Cette phrase, tirée d’un article publié dans la presse israélienne, résume à
elle seule l’ampleur du malaise moral et politique qui traverse la société
israélienne depuis le déclenchement de la guerre de Gaza. En refusant de
montrer la réalité des destructions, en réduisant le drame palestinien à des
statistiques, ou en se réfugiant derrière le langage sécuritaire, une grande
partie des médias israéliens ont participé à une entreprise de déni collectif.
Mais ce silence n’est pas seulement celui des journalistes : il est aussi celui
du public, de l’État et, plus largement, de l’Occident tout entier.
Un silence
médiatique structurel : la parole verrouillée au nom de la sécurité
Depuis le 7
octobre, la presse israélienne opère dans un contexte de guerre où la censure
militaire encadre strictement toute information liée aux opérations à Gaza. Les
autorités invoquent des impératifs de sécurité nationale, mais ce cadre est
devenu, de facto, un instrument de contrôle narratif. Les rédactions se
conforment à une vision unique du conflit : Israël comme victime, le Hamas
comme incarnation du mal absolu, et Gaza comme un théâtre d’opérations dépourvu
d’êtres humains.
Cette ligne
éditoriale dominante ne relève pas uniquement d’une peur institutionnelle, mais
d’une adhésion idéologique. De nombreux médias, notamment audiovisuels,
se sont transformés en caisses de résonance du discours gouvernemental,
réduisant les débats à des considérations militaires et occultant les
dimensions politiques, humanitaires et juridiques du conflit. Les rares voix
dissidentes Haaretz, +972 Magazine, ou encore les ONG comme B’Tselem
et Gisha sont marginalisées,
taxées d’anti-patriotisme ou accusées de trahir la nation en temps de guerre.
Ainsi, le
silence médiatique n’est pas simplement le fruit d’une censure imposée, mais
d’un consensus implicite : ne pas troubler la conscience nationale, ne
pas fissurer le récit collectif.
Le déni du
public : un silence partagé et volontaire
Pourtant,
comme le souligne l’article, « le public n’a pas voulu savoir, ou alors il sait
et s’en fiche ». Cette phrase révèle une vérité plus dérangeante encore : le
silence des médias répond à la demande d’un public qui ne veut pas voir.
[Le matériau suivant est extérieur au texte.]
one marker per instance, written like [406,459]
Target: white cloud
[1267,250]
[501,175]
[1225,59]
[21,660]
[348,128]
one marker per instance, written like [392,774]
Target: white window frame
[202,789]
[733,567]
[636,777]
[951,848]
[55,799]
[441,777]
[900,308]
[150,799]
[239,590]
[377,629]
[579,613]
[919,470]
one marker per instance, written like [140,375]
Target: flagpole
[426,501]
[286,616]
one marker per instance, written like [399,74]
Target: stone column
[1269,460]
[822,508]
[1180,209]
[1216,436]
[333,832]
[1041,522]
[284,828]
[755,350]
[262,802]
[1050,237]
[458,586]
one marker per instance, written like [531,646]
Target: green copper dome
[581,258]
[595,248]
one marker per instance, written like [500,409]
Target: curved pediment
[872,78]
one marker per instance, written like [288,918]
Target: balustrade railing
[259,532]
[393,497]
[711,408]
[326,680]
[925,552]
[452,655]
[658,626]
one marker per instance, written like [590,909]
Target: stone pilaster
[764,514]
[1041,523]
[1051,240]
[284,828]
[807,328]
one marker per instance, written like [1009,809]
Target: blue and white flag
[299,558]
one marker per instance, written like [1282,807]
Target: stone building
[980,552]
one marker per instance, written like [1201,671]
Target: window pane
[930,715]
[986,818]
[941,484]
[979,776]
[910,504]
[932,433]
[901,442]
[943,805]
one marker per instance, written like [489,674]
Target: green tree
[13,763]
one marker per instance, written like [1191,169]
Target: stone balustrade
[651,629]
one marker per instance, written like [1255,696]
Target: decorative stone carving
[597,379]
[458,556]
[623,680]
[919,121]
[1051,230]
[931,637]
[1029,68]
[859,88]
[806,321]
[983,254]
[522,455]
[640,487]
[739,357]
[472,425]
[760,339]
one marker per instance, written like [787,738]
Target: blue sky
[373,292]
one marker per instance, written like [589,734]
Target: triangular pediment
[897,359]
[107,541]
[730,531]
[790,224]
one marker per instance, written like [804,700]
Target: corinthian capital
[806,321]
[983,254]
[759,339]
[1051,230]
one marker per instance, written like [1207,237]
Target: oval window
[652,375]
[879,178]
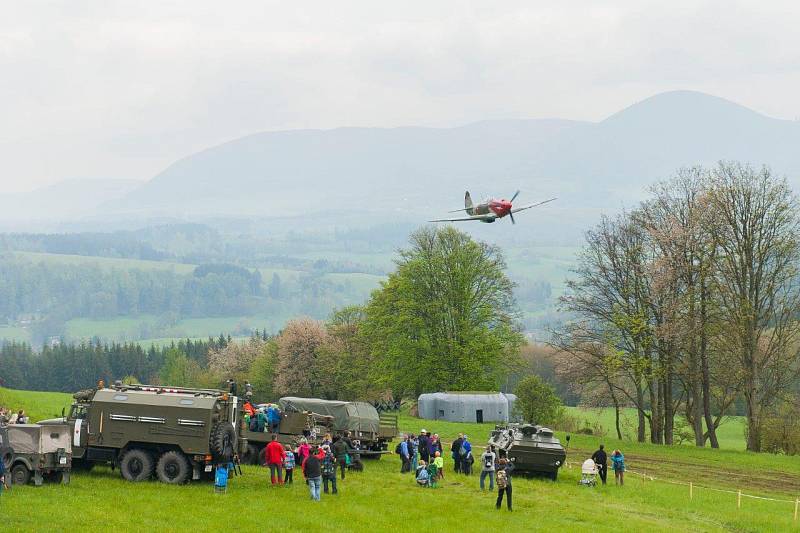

Dans un contexte d’insécurité et de peur, l’information devient une
consommation émotionnelle ; elle ne doit pas déranger, mais rassurer.
Cette
dynamique n’est pas propre à Israël. Dans toute société en guerre, la
dissonance cognitive pousse les citoyens à refuser les vérités qui ébranlent
leur identité nationale. Mais ici, la situation est plus profonde : le silence
devient une forme de participation symbolique au conflit. En acceptant
de ne pas savoir, en choisissant de croire que « tout est sous contrôle
», le public israélien protège son propre confort moral.
Il ne s’agit
donc pas d’un peuple manipulé, mais d’un peuple qui collabore à son propre
aveuglement. C’est pourquoi, comme le rappelle Haaretz, aucun citoyen
israélien ne peut honnêtement affirmer : « Nous ne savions pas. »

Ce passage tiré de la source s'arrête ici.